A resenha abaixo é uma apreciação das primeiras 250 páginas das quase 900 que tem a Teologia Sistemática de Paul Tillich. Trata-se de um texto que aborda a crítica de Sartre à noção destino, na visão de um dos mais destacados teólogo protestante do século XX. 

 

 

ATEÍSMO E DESTINO EM SARTRE E O CONTRAPONTO DAS CONSIDERAÇÕES ESSENCIALISTAS DE PAUL TILLICH [1]

 

Como pode o ser humano ser livre e condenado ao mesmo tempo? Estar condenado a ser livre transformou o ser humano e um agente ético que ultrapassa suas condições humanas. Embora Tillich entenda as boas intenções de Sartre, há erros estruturais e ontológicos nessa concepção porque a visão de Sartre transformou o ser humano no que ele não é, não pode ser e nunca foi. O humanismo exige do ser humano algo que ultrapassa as capacidades limitadas da existência.

O destino tem sido visto como que uma privação da liberdade por determinada vertente da filosofia existencialista. [2] Essa posição é mais evidente em Sartre, e claro, nos adeptos de seus postulados. Para Sartre, se há destino, não há mais liberdade. Eis o dilema de Sartre e o dilema dos que a ele se opõem nessa particular questão. O destino, se houver, em Sartre, indica a presença de uma essência anterior à existência e isso ele rejeita em nome da liberdade que deve ser incondicional. Para Sartre, não pode haver uma norma, uma essência, um destino anterior à existência. Segundo ele, o homem se faz, ele é tão somente o seu próprio projeto, ou seja, ele nada mais é do que ele faz de si mesmo. [3]  Se há Deus, então não há mais liberdade, posto que a existência de Deus pressupõe uma norma, portanto, uma essência no entendimento de Sartre. Se, por outro lado, o ser humano é livre e está diante de possibilidades infinitas, a existência só é autêntica se abdicar do essencialismo predecessor. Nesse caso, Deus não seria necessário e não faz sentido algum. Pelo contrário, uma essência anterior à existência é ridícula, segundo esse ponto de vista. Foi o que despertou reações e até acusações de que Sartre não tivesse avaliado corretamente nem o sentido do seja Humanismo e menos ainda, a implicância mais profunda de se considerar o ser humano racional. [4] O ser humano é o seu próprio projeto e como tal escolhe-se a si mesmo; se faz. A ética humanista é aquela que melhor define o ser humano em face de sua razão e de sua realização, quer Sartre. [5]

Tillich reconhece que a filosofia existencialista atéia, como a Sartre, foi decisiva quando chamou a atenção para não tratar o problema divino com uma teologia rasteira.
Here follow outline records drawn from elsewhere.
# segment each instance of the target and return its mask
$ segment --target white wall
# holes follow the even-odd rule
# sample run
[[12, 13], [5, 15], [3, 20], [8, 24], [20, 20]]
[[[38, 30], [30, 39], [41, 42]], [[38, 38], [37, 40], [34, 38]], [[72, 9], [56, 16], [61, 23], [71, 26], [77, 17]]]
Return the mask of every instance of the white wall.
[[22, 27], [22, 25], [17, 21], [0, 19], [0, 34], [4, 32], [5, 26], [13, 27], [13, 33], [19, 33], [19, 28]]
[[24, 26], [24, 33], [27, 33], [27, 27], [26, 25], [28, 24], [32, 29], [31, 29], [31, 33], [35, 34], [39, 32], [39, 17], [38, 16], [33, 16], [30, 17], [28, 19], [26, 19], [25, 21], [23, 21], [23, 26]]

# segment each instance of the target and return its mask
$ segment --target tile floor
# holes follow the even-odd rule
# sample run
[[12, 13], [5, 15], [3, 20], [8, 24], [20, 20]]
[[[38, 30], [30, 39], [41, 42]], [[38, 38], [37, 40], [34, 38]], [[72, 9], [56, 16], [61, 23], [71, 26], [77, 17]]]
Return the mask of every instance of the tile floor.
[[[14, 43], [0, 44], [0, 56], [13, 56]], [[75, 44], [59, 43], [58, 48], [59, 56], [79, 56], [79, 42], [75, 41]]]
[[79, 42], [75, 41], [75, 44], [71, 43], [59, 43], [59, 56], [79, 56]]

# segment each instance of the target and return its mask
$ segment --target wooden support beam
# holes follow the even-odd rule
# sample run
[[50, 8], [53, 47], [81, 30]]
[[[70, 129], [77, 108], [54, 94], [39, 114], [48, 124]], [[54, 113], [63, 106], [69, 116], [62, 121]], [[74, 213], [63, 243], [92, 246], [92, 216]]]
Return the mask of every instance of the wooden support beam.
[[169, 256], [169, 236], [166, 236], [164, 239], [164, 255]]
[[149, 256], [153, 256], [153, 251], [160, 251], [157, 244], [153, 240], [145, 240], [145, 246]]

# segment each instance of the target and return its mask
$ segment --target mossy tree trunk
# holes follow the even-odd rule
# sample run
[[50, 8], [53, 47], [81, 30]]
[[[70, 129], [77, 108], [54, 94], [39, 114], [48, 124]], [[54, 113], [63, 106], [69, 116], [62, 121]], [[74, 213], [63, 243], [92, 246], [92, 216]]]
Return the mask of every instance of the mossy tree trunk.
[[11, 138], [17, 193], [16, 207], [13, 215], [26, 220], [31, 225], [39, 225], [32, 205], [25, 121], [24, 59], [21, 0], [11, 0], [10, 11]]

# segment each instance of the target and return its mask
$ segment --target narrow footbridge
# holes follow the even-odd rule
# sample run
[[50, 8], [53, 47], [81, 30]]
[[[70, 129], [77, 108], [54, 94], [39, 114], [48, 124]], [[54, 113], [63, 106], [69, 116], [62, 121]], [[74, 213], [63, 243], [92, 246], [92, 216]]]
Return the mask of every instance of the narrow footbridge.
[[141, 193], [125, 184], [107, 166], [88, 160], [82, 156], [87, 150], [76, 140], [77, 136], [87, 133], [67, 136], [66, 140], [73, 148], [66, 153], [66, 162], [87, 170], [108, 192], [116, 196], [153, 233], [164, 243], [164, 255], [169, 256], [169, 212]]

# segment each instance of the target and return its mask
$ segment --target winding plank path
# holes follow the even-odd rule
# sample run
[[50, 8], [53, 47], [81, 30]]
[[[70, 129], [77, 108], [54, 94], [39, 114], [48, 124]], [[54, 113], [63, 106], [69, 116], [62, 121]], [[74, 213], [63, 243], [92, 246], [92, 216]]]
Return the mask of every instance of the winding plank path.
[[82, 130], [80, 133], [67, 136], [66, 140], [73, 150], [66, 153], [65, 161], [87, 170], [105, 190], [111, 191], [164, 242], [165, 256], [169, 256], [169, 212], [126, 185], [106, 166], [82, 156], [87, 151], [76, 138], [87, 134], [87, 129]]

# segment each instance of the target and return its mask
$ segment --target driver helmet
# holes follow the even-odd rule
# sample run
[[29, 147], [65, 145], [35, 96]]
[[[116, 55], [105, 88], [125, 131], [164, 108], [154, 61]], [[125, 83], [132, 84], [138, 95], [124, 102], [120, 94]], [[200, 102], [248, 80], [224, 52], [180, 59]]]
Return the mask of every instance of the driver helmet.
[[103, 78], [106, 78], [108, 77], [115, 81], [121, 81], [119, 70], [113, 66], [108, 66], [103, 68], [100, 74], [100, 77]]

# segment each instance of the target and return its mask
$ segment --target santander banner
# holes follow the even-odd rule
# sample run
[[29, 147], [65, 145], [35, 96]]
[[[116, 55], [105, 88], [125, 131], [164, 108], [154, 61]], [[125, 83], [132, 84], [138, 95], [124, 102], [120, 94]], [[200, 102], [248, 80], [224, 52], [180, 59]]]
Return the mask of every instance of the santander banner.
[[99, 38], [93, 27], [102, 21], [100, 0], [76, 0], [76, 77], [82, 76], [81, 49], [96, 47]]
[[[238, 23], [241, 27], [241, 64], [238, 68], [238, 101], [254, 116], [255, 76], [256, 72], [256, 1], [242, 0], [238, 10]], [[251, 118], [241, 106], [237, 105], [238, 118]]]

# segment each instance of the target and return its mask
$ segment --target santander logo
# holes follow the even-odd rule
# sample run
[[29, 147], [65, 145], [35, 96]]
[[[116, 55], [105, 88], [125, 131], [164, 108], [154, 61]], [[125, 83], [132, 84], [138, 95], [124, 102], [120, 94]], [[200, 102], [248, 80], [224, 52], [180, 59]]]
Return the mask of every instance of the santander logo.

Mas tal filosofia perdeu-se também ao conferir ao ser humano um poder que ele, pela sua imensa alienação e desespero existencial, não pode assumir. Assim sendo, a filosofia atéia ficou prisioneira do pensar possessivo e técnico também. Tomou Deus como um ser análogo à existência. Filósofos como Heidegger e Scheler perceberam essa armadilha e adotaram outras posições sobre a relação filosofia e Deus. Para Tillich, a filosofia existencialista, assim como Sartre a quer, não passa de determinismo e desespero, pois “a perda de um destino significativo implica também a perda da liberdade.[6]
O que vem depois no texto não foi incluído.